Or how to make your own Guided By Voices masterpiece.

1. Take an old R.E.M. song, you know from one of the earlier, better albums (in as much as solid stools are preferable to sloppy shits).
2. Remove lyrics (not sounding bad so far eh?)
3. Start fifty seconds in.
4. End exactly ninety seconds later. Note it is preferable that you end halfway through a chorus, or at least at a point where it really makes no sense to finish.
5. Think of a name. There are two types of names to GBV songs. The short and the long. If making an album you must restrict yourself to three long and seventeen short.
i) The short names consist of two words, one of which must be a noun – the second of which must have no connection to said noun. It must however be pleasing on the tongue – so that someone with no knowledge of English will think it is a perfectly ordinary phrase. Examples of the short title to get you going are : Pimple Zoo, Liquid Indian, Hollow Cheek and the peerless Bread Alone.
ii) The long name is equally nonsensical and can either be created by taking two randomly generated short names and sticking them together (14 Cheerleader Cold Front or Burning Flag Birthday Suit) or excerpt a chapter heading from a fantasy, science fiction or porn novel. (Ghosts Of A Different Dream, A Contest Featuring Human Beings or The Stir-Crazy Pornographer). You’ll soon get the hang of this, and you will need to.
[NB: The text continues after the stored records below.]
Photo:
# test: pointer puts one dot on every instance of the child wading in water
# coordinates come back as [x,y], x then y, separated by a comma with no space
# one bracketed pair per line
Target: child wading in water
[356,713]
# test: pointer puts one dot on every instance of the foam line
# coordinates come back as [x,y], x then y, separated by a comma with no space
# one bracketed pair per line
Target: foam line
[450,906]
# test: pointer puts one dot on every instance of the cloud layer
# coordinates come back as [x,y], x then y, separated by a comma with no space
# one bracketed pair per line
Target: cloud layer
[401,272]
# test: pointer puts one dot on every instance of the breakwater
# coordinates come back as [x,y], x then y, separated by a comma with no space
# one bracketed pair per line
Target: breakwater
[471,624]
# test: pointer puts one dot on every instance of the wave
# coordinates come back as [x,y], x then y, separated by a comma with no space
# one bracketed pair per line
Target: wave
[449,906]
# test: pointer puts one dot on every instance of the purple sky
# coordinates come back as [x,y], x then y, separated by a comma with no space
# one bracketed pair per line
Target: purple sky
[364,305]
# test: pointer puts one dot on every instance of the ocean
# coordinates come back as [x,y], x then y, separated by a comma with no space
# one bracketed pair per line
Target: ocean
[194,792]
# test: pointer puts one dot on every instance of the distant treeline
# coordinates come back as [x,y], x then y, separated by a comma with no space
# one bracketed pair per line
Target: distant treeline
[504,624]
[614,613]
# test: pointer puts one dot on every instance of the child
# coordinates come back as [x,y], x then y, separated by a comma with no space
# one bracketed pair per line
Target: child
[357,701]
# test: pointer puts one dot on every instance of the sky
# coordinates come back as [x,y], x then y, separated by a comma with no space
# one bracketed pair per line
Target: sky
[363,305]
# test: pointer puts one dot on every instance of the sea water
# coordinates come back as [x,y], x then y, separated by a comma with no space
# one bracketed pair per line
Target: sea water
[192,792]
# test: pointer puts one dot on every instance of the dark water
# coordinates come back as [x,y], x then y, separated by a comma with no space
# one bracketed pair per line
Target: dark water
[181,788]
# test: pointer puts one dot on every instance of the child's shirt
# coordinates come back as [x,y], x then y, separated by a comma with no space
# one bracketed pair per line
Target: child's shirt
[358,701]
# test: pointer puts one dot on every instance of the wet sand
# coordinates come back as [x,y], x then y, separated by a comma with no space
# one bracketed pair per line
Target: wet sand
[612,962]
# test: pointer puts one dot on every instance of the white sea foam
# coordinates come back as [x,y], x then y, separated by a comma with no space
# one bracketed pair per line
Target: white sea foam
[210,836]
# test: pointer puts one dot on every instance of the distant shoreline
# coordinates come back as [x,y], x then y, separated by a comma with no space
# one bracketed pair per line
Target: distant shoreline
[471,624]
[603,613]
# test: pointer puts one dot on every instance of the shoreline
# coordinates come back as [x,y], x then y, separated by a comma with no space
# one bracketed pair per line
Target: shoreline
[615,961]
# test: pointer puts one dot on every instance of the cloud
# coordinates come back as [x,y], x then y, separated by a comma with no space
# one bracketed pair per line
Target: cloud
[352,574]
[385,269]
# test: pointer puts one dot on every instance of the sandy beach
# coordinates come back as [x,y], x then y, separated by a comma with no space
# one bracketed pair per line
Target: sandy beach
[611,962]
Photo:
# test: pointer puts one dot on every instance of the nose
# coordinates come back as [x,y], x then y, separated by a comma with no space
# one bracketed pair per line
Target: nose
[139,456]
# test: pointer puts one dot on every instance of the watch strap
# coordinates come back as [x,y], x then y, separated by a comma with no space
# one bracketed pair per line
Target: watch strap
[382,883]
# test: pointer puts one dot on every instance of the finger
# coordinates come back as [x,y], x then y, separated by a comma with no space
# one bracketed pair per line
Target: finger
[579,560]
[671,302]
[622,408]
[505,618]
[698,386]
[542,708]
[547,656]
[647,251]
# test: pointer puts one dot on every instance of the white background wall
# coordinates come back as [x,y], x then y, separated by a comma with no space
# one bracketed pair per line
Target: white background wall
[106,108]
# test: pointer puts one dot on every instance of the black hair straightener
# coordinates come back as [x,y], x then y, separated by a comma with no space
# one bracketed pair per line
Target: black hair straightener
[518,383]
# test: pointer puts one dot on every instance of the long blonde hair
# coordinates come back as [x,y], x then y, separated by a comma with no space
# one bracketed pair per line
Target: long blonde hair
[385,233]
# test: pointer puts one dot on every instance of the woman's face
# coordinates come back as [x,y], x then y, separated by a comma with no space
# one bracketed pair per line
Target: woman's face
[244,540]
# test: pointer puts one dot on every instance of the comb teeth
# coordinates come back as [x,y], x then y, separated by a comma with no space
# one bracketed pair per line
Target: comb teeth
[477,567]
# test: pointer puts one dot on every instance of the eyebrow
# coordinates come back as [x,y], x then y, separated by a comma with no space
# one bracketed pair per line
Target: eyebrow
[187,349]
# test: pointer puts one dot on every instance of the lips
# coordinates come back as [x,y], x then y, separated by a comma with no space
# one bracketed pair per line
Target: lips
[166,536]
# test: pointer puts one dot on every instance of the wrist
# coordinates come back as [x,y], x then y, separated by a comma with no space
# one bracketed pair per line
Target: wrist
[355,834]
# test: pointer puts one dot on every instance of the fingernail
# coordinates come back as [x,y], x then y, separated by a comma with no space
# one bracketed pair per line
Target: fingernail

6. Take your title and write a relatively generic pop song lyric, subtly substituting words associated with the words in your title when necessary. Sing said lyrics in a gruff yet anthemic way, robbing them of whatever meaning they may have ever had. If you can make the chorus catchy all the better, it becomes much more annoying when you finish halfway through it.
7. Repeat twenty times and slap on an album five times a year.

Piece of piss really. Mind you, you won’t make that much money out of it, and two albums down the line you’ll run out of R.E.M. tracks and have to move on to the Afghan Whigs or Buffalo Tom for your source material. If you find you have to get on to Superchunk albums you are Robert Pollard and you must stop this madness now.